Legacy System Migration to SaaS: The Data and Integration Playbook

Migrating from a legacy system to a modern SaaS platform is the most demanding implementation pattern. You are not just configuring a new system. You are simultaneously decommissioning an existing one, often while the business continues to operate against it. Every phase carries risk that a greenfield implementation does not.
The number one cause of legacy migration failure is data. Not technology, not vendor selection, not executive sponsorship. Specifically: the assumption that legacy data is clean enough to migrate without a significant assessment and remediation effort. It almost never is. The organisations that treat data migration as a technical task to be completed by developers consistently discover, at the worst possible time, that their legacy data quality does not meet the target system’s requirements.

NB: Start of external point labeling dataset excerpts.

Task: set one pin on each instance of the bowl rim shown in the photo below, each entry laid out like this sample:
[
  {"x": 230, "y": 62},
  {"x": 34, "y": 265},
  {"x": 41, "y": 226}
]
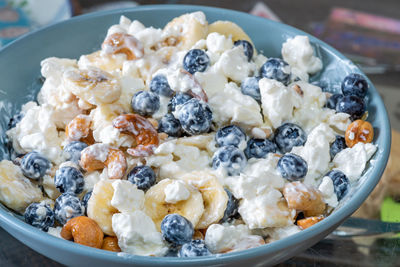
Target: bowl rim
[{"x": 7, "y": 217}]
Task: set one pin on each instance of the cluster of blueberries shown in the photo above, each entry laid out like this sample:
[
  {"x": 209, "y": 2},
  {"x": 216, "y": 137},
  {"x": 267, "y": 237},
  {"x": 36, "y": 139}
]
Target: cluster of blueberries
[{"x": 70, "y": 182}]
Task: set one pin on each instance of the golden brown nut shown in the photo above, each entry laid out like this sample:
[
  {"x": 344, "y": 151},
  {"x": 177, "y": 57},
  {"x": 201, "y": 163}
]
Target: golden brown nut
[
  {"x": 115, "y": 160},
  {"x": 141, "y": 129},
  {"x": 304, "y": 198},
  {"x": 110, "y": 243},
  {"x": 359, "y": 131},
  {"x": 84, "y": 231},
  {"x": 127, "y": 44},
  {"x": 308, "y": 222}
]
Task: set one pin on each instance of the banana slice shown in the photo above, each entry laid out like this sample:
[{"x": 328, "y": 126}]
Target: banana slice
[
  {"x": 214, "y": 196},
  {"x": 229, "y": 28},
  {"x": 184, "y": 31},
  {"x": 16, "y": 191},
  {"x": 93, "y": 85},
  {"x": 157, "y": 208},
  {"x": 99, "y": 206}
]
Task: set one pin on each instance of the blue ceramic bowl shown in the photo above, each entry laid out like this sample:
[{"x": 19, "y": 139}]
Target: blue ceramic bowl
[{"x": 20, "y": 68}]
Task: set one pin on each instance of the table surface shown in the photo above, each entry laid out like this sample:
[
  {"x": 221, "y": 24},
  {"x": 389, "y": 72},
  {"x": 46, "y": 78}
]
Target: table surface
[{"x": 328, "y": 252}]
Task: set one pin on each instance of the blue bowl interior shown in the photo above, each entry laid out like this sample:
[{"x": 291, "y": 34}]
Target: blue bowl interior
[{"x": 20, "y": 76}]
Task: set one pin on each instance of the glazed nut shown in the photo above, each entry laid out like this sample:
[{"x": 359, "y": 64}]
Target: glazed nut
[
  {"x": 84, "y": 231},
  {"x": 146, "y": 136},
  {"x": 122, "y": 43},
  {"x": 359, "y": 131},
  {"x": 304, "y": 198},
  {"x": 310, "y": 221},
  {"x": 115, "y": 160},
  {"x": 110, "y": 243},
  {"x": 78, "y": 128}
]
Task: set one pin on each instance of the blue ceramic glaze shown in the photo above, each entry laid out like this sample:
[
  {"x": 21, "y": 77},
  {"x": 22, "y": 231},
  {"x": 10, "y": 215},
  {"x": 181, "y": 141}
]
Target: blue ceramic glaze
[{"x": 20, "y": 67}]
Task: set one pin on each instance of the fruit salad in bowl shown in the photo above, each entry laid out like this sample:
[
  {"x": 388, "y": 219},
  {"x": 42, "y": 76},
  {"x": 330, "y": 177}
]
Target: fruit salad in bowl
[{"x": 186, "y": 141}]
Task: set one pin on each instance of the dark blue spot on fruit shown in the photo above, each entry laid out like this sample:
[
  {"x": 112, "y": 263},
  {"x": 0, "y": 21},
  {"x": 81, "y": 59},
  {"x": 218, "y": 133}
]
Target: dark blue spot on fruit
[
  {"x": 338, "y": 145},
  {"x": 34, "y": 165},
  {"x": 176, "y": 229},
  {"x": 66, "y": 207},
  {"x": 142, "y": 176},
  {"x": 292, "y": 167},
  {"x": 230, "y": 135},
  {"x": 276, "y": 69},
  {"x": 352, "y": 105},
  {"x": 69, "y": 179},
  {"x": 72, "y": 151},
  {"x": 195, "y": 248},
  {"x": 355, "y": 84},
  {"x": 145, "y": 103},
  {"x": 289, "y": 135},
  {"x": 259, "y": 148},
  {"x": 170, "y": 125},
  {"x": 159, "y": 85},
  {"x": 39, "y": 215},
  {"x": 247, "y": 48},
  {"x": 196, "y": 60},
  {"x": 195, "y": 117},
  {"x": 229, "y": 158},
  {"x": 340, "y": 183},
  {"x": 251, "y": 88},
  {"x": 178, "y": 99}
]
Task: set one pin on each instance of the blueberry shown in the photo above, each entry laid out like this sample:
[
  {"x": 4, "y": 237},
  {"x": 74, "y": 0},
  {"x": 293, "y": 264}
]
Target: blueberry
[
  {"x": 247, "y": 47},
  {"x": 69, "y": 179},
  {"x": 195, "y": 117},
  {"x": 230, "y": 158},
  {"x": 72, "y": 151},
  {"x": 170, "y": 125},
  {"x": 340, "y": 183},
  {"x": 176, "y": 229},
  {"x": 231, "y": 210},
  {"x": 289, "y": 135},
  {"x": 159, "y": 85},
  {"x": 67, "y": 206},
  {"x": 145, "y": 103},
  {"x": 338, "y": 145},
  {"x": 34, "y": 165},
  {"x": 194, "y": 248},
  {"x": 355, "y": 84},
  {"x": 178, "y": 99},
  {"x": 14, "y": 120},
  {"x": 251, "y": 88},
  {"x": 276, "y": 69},
  {"x": 85, "y": 200},
  {"x": 142, "y": 176},
  {"x": 259, "y": 148},
  {"x": 231, "y": 135},
  {"x": 332, "y": 101},
  {"x": 352, "y": 105},
  {"x": 196, "y": 60},
  {"x": 292, "y": 167},
  {"x": 39, "y": 215}
]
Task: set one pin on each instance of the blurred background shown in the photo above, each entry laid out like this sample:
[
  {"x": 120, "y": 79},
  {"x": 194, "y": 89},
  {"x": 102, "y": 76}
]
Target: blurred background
[{"x": 367, "y": 31}]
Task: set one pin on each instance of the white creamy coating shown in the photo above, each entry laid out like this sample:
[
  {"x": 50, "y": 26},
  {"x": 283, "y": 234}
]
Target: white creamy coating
[
  {"x": 352, "y": 161},
  {"x": 127, "y": 197},
  {"x": 176, "y": 191},
  {"x": 137, "y": 234},
  {"x": 316, "y": 152}
]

This playbook covers each phase of a legacy migration from data assessment through post-migration validation. Follow this sequence and the major failure modes become manageable.
Phase 1: Data Assessment
The first activity is profiling the legacy data to understand what you actually have before committing to a migration approach, timeline, or budget.
What Data Profiling Addresses
Data profiling addresses four questions.
Volume: How many records exist in each entity type (customers, products, transactions, contacts)? Volume determines scripting complexity and migration window duration.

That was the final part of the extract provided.